He took her hand in his and made her sit beside him on the rude stone that served as the old doorstep of the cabin.

"Maybe ye might remember," he went on, lightly lifting her hand in his, and striking it gently across his knee to beget an easy confidential manner, "maybe ye might remember that I allers allowed to do two things ef ever I might make a strike—one was to give you a good schoolin'—the other was to find Grace, if so be as she was above the yearth. They waz many ways o' finding out—many ways o' settin' at it, but they warn't my ways. I allus allowed that ef thet child was in harkenin' distance o' the reach o' my call, she'd hear me. I mout have took other men to help me—men ez was sharp in them things, men ez was in that trade—but I didn't. And why?"

Olly intimated by an impatient shake of her head that she didn't know.

"Because she was that shy and skary with strangers. Ye disremember how shy she was, Olly, in them days, for ye was too young to notice. And then, not bein' shy yourself, but sorter peart, free and promisskiss, ready and able to keep up your end of a conversation with anybody, and allus ez chipper as a jay-bird—why, ye don't kinder allow that fur Gracy as I do. And thar was reasons why that purty chile should be shy—reasons ye don't understand now, Olly, but reasons pow'ful and strong to such a child as thet."
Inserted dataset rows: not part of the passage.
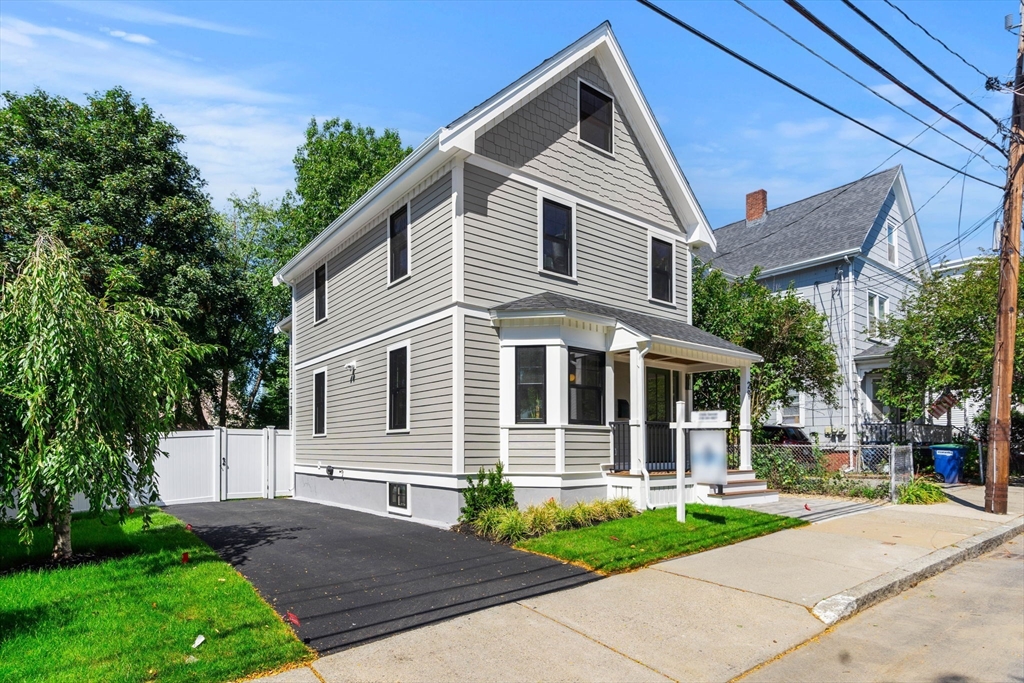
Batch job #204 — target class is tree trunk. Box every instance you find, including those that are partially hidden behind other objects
[219,368,230,427]
[50,508,71,560]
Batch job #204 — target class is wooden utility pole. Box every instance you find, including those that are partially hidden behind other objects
[985,0,1024,515]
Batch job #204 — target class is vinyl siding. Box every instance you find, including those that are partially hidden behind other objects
[465,317,501,473]
[476,58,680,226]
[509,428,555,474]
[294,173,452,362]
[295,318,452,472]
[465,164,688,323]
[565,427,611,472]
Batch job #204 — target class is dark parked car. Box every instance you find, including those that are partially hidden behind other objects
[761,425,811,445]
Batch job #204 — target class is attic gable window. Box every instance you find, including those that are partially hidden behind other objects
[580,81,612,154]
[387,206,409,283]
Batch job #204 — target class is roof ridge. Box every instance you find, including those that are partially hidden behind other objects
[715,164,903,232]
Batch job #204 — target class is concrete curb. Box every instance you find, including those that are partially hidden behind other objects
[812,517,1024,626]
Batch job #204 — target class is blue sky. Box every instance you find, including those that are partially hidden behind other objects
[0,0,1017,258]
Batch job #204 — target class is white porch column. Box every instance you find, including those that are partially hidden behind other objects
[630,346,647,474]
[739,366,753,470]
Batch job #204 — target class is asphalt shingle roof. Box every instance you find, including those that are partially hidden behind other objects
[697,166,900,275]
[492,292,757,355]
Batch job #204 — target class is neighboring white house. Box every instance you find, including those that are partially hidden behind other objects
[274,24,771,524]
[698,166,930,442]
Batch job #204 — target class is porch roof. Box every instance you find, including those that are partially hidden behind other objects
[490,292,762,362]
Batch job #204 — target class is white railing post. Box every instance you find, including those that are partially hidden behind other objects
[739,366,754,470]
[676,400,686,522]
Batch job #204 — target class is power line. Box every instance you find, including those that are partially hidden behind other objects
[786,0,1007,156]
[733,0,1006,175]
[883,0,992,82]
[843,0,1002,130]
[637,0,1002,189]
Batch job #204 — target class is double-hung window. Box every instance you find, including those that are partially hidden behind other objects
[541,199,573,278]
[580,81,612,153]
[515,346,548,424]
[567,348,604,425]
[313,370,327,436]
[650,238,675,303]
[387,345,409,431]
[313,263,327,323]
[867,293,889,338]
[387,206,409,283]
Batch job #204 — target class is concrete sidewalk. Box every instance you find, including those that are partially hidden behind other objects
[258,486,1024,682]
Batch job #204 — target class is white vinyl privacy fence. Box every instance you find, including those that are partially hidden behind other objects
[157,427,295,505]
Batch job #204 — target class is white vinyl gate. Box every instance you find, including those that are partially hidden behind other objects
[157,427,295,505]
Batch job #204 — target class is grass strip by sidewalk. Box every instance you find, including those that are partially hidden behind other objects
[0,510,312,683]
[516,505,807,573]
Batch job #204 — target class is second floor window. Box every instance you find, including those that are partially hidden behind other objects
[387,207,409,283]
[541,200,572,278]
[515,346,548,423]
[867,293,889,338]
[387,346,409,431]
[567,348,604,425]
[313,263,327,323]
[580,82,612,153]
[650,238,673,303]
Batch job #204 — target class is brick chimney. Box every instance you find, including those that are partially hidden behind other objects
[746,189,768,223]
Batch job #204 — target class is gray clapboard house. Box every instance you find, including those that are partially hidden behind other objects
[275,24,770,525]
[699,166,930,442]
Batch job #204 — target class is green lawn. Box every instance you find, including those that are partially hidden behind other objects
[0,511,312,683]
[516,505,807,573]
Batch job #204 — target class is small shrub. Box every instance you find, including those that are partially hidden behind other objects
[896,477,946,505]
[494,508,529,544]
[459,462,516,523]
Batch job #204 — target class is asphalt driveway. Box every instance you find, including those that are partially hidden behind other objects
[167,499,598,653]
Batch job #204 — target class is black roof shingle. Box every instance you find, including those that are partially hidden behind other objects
[492,292,757,356]
[697,166,900,275]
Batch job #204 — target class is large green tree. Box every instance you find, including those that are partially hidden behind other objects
[0,232,208,559]
[879,256,1024,419]
[692,260,842,425]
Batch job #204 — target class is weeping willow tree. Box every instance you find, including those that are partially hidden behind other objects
[0,233,209,560]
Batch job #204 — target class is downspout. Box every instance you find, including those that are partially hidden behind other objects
[843,256,854,470]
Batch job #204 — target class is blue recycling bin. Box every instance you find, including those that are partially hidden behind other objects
[932,443,967,483]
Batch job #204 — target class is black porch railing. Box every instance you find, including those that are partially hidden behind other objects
[647,422,676,472]
[608,420,631,472]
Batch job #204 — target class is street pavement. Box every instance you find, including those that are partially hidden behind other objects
[251,486,1024,683]
[740,537,1024,683]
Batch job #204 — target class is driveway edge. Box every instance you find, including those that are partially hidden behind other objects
[811,517,1024,626]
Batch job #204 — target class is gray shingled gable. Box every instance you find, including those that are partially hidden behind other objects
[492,292,757,356]
[696,166,900,275]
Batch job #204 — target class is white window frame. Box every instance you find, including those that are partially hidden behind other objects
[384,198,413,288]
[384,481,413,517]
[647,230,679,308]
[313,261,331,327]
[577,76,615,159]
[312,368,329,438]
[867,292,889,341]
[537,189,580,283]
[886,216,899,266]
[384,339,413,434]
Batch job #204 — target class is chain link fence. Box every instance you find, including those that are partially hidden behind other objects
[729,444,914,502]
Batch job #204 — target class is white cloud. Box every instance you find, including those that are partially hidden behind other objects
[60,2,252,36]
[104,29,157,45]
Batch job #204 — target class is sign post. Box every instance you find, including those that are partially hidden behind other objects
[676,411,732,522]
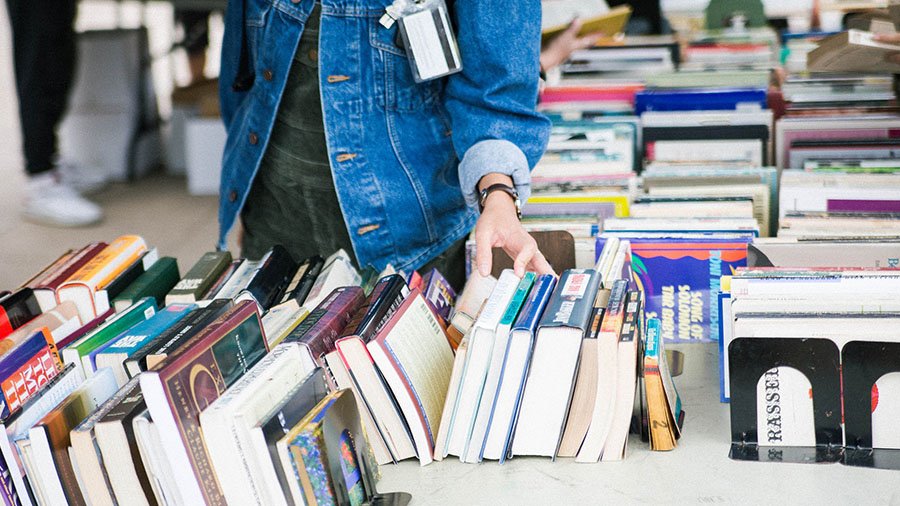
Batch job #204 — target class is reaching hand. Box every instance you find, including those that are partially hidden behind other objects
[875,33,900,64]
[475,179,553,277]
[541,18,603,72]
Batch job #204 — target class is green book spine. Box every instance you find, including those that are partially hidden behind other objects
[500,272,535,327]
[167,251,231,303]
[113,257,180,306]
[72,297,156,357]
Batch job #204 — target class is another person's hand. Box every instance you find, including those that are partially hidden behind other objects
[541,18,603,72]
[475,174,553,277]
[875,33,900,64]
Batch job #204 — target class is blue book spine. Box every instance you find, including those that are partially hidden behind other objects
[634,88,766,114]
[90,304,196,368]
[500,274,556,464]
[512,274,556,332]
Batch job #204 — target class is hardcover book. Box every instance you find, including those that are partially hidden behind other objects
[512,269,600,458]
[110,257,178,312]
[62,297,156,376]
[24,370,118,506]
[0,288,41,339]
[139,301,268,505]
[88,304,196,386]
[160,251,231,304]
[0,364,84,506]
[56,235,147,321]
[366,290,453,465]
[283,286,365,374]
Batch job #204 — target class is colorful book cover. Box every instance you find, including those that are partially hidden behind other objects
[89,304,196,369]
[151,301,268,504]
[422,269,456,322]
[0,328,59,418]
[630,237,750,342]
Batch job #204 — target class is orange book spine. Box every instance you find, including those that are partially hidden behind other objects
[66,235,147,290]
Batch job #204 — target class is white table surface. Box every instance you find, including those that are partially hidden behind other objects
[378,344,900,506]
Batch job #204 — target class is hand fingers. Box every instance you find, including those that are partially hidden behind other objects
[513,240,537,278]
[475,229,492,276]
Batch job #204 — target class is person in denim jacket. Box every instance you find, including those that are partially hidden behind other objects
[219,0,551,285]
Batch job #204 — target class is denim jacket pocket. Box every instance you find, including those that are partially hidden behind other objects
[369,18,443,112]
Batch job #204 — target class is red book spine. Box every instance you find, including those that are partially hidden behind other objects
[0,346,59,413]
[0,307,13,339]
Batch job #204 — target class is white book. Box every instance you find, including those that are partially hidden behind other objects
[0,366,84,506]
[200,343,315,505]
[460,272,535,463]
[303,249,362,311]
[28,368,119,506]
[132,411,184,506]
[447,269,519,459]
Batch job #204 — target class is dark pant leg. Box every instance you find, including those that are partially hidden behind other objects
[7,0,77,175]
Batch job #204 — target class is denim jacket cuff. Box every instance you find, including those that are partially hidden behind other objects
[459,139,531,209]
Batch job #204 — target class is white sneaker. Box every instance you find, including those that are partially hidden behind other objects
[56,160,109,195]
[22,173,103,227]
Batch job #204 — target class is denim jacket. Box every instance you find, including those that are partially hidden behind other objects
[219,0,549,270]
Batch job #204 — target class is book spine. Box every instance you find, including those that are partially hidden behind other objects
[540,269,600,330]
[0,346,59,419]
[512,274,556,331]
[169,251,231,300]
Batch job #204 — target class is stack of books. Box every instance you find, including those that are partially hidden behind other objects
[721,266,900,468]
[0,236,684,504]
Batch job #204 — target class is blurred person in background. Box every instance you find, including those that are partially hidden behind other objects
[6,0,103,227]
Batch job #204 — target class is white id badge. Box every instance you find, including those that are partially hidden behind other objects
[382,0,462,83]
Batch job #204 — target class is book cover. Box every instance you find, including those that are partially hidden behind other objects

"Ye mean, Gabe," said the shamelessly direct Olly, "that she was bashful, hevin' ran away with her bo."

That perplexity which wiser students of human nature than Gabriel have experienced at the swift perception of childhood in regard to certain things left him speechless. He could only stare hopelessly at the little figure before him.

"Well, wot did you do, Gabe? Go on!" said Olly, impatiently.

Gabriel drew a long breath.

"Thar bein' certing reasons why Gracy should be thet shy—reasons consarning propperty o' her deceased parients," boldly invented Gabriel, with a lofty ignoring of Olly's baser suggestion, "I reckoned that she should get the first word from me and not from a stranger. I knowed she warn't in Californy, or she'd hev seen them handbills I issued five years ago. What did I do? Thar is a paper wot's printed in New York, called the Herald. Thar is a place in that thar paper whar they print notisses to people that is fur, fur away. They is precious words from fathers to their sons, from husbands to their wives, from brothers to sisters, ez can't find each other, from"——

"From sweethearts to thar bo's," said Olly, briskly; "I know."